Delays in accessing treatment are a matter of life and death. Rural Californians rely on small hospitals to be the first line of defense in emergency medicine. Where they are not able to serve a patient fully, they are able to stabilize and arrange rapid transport with medical personnel accompanying the patient to the nearest trauma center.
This year, the community of Glenn County suffered the loss of its rural hospital and now must travel more than 30 miles for the closest hospital. Tragically, the hospital falls just outside of the safety net distance that would have provided a lifeline to the struggling hospital. Here in Kern County, we have seen funding cuts threaten facilities like Kern Valley Hospital and Adventist Health Tehachapi.
The collapse of the rural hospital network is not the result of a singular policy but of a myriad of safety net programs that have failed to adequately ensure that Americans have access to quality, affordable, and emergent medical intervention.
With the astronomically high cost of drugs we are seeing, one such example of an effort to curb costs for underserved communities, is the 340B program. The 340B Program was created in 1992 with the intention to benefit the most vulnerable patients who can’t afford healthcare, but its lack of transparency has subjected it to being preyed on by large players in the healthcare system, like major hospital groups and big insurers. Essentially, the 340B program was designed to provide drug discounts from manufacturers to hospitals, with the goal of passing those savings on to patients. The concept is simple enough – hospitals are in a position to leverage discounts on behalf of the medically underserved populations by offering the discounted drugs to those patients most in need.

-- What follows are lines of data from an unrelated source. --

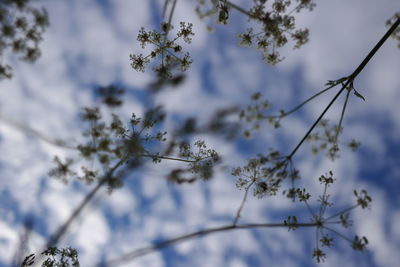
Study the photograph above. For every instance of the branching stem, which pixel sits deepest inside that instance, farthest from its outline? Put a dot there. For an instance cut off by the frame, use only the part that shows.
(147, 250)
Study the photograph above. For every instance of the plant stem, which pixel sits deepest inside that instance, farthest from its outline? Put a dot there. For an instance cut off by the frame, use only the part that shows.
(147, 250)
(349, 80)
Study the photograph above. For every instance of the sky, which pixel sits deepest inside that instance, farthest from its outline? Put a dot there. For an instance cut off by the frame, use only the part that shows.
(88, 45)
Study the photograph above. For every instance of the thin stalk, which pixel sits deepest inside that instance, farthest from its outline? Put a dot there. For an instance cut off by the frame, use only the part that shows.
(239, 211)
(147, 250)
(305, 102)
(339, 234)
(240, 9)
(342, 116)
(349, 80)
(53, 240)
(342, 212)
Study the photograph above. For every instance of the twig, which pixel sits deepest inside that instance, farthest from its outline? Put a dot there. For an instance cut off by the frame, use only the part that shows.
(239, 211)
(349, 80)
(147, 250)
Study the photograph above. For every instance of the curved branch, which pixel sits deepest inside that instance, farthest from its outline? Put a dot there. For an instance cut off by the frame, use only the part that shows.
(153, 248)
(347, 83)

If the 340B program was working correctly, the cost of the medicine would be lower for patients in underserved rural communities, but evidence suggests those savings are not reaching patients. In fact, there are bad actors that buy deeply discounted prescription drugs and then turn around and charge the patients and insurance companies higher prices and pocket the difference. Without congressional oversight, this program will continue to fail patients who are most in need.
Reforming this broken program was the focus of a United States Senate HELP hearing recently. The 340B program lacks transparency and oversight, and the data reveal a rapidly escalating problem. Investigative reports show that hospitals across the country, including those here in the Central Valley, were sending medical bills to patients who qualified for charity care and misleading patients about their treatment coverage. This has become an ongoing practice in California, with monopolistic healthcare systems in hospital deserts getting away with charging patients exorbitant prices for basic medical care.
As local regional hospitals continue to close, the concentration of care in the hands of fewer and fewer corporations not only causes fewer providers to be able to care for the patients, but a more nefarious practice has been demonstrated. Only 35% of 340B hospitals are located in the medically underserved area they are meant to serve. Yet, the discounts are flowing to the other 65%, and leaving low-income communities across the country without support.
There has been progress in uncovering the various factors driving the growing unaffordability of healthcare and the widening health disparities. Examining the complex web of funding streams is long overdue to pass savings onto the vulnerable patients they are intended for.
Congressional leaders here in the Valley must take concrete steps to reform the 340b program so that it helps the patients, like those in our rural communities, it is meant to serve.